Citi prévoit une flambée du pétrole à 120 dollars dans les 4-6 prochaines semaines
Citi Research prévoit que le Brent pourrait grimper à 120 dollars le baril à court terme alors que le conflit géopolitique perturbe les principales voies de navigation. Le scénario de base de la banque suppose que les tensions américano-iraniennes et les perturbations des détroits persisteront pendant quatre à six semaines supplémentaires avant que des efforts diplomatiques significatifs ne commencent. Cette prévision anticipe une volatilité extrême des prix, avec une baisse ultérieure à 75 dollars le baril prévue d'ici fin 2026 à mesure que les pressions sur l'offre s'atténuent. La sensibilité du marché aux nouvelles géopolitiques a été pleinement démontrée mercredi, lorsque le Brent a chuté de 3.9% à 100.41 dollars suite à des rapports non confirmés d'une proposition de paix américaine, démontrant à quelle vitesse le sentiment peut changer.

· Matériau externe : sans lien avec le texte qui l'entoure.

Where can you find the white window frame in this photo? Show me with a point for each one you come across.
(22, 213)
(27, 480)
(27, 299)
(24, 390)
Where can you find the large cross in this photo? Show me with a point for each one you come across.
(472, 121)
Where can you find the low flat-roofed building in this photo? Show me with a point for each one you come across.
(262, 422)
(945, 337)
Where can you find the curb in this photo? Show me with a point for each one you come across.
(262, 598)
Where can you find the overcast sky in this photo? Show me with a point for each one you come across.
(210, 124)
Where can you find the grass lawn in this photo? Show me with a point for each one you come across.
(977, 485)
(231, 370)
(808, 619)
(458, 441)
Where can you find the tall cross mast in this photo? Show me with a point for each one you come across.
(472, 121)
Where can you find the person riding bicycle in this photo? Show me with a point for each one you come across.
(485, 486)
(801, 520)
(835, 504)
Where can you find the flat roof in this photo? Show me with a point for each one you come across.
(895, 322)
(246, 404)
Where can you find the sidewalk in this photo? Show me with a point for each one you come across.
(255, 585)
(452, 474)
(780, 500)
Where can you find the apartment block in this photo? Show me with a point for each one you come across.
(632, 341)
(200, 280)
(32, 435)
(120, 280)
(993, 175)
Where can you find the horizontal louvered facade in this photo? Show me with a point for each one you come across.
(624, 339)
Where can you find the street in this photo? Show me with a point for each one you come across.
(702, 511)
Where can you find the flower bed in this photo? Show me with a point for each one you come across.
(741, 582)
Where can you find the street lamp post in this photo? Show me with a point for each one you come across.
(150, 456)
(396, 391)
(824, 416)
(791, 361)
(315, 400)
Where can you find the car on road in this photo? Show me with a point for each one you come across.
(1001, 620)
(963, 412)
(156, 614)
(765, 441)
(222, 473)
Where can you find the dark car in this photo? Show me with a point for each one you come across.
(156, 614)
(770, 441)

Les raffineurs gagnent du terrain alors que les majors pétrolières voient leurs objectifs être revus à la hausse
Les marges de raffinage fortement plus élevées créent des bénéficiaires clairs des prix du pétrole élevés. En Australie, les analystes d'Ord Minnett ont souligné les raffineurs Viva Energy et Ampol comme des expositions préférées à la flambée des prix. Suite à cette perspective, les prévisions de bénéfices de Viva Energy pour la semaine ont augmenté de 50%. Ce sentiment positif s'étend aux producteurs d'énergie mondiaux, avec de grandes banques dont Mizuho, Barclays et Citi augmentant leurs objectifs de prix pour Chevron (CVX). Melius Research a initié sa propre mise à niveau pour Chevron à une note 'Acheter' avec un objectif de prix de 205 dollars, citant la capacité de génération de trésorerie de la société et son programme d'exploration diversifié comme des points forts clés dans l'environnement actuel.
Les industries en aval font face à des dégradations de BPA de 171%
Les effets d'entraînement des coûts énergétiques plus élevés et de l'instabilité de la chaîne d'approvisionnement infligent une douleur économique importante aux industries dépendantes. Le développeur d'uranium Lotus Resources en fournit un exemple frappant, Macquarie réduisant de 171% ses prévisions de bénéfice par action (BPA) pour l'exercice 2026. La dégradation reflète l'augmentation prévue des coûts avant production liés au diesel, qui est directement lié aux prix du pétrole, et les risques logistiques pour son approvisionnement en acide sulfurique, qui doit passer par le détroit de Hormuz menacé. Cet impact au niveau micro illustre les vents contraires macroéconomiques plus larges d'une inflation croissante et d'un ralentissement de la croissance économique que Citi a averti qu'une période prolongée de prix de l'énergie élevés pourrait entraîner.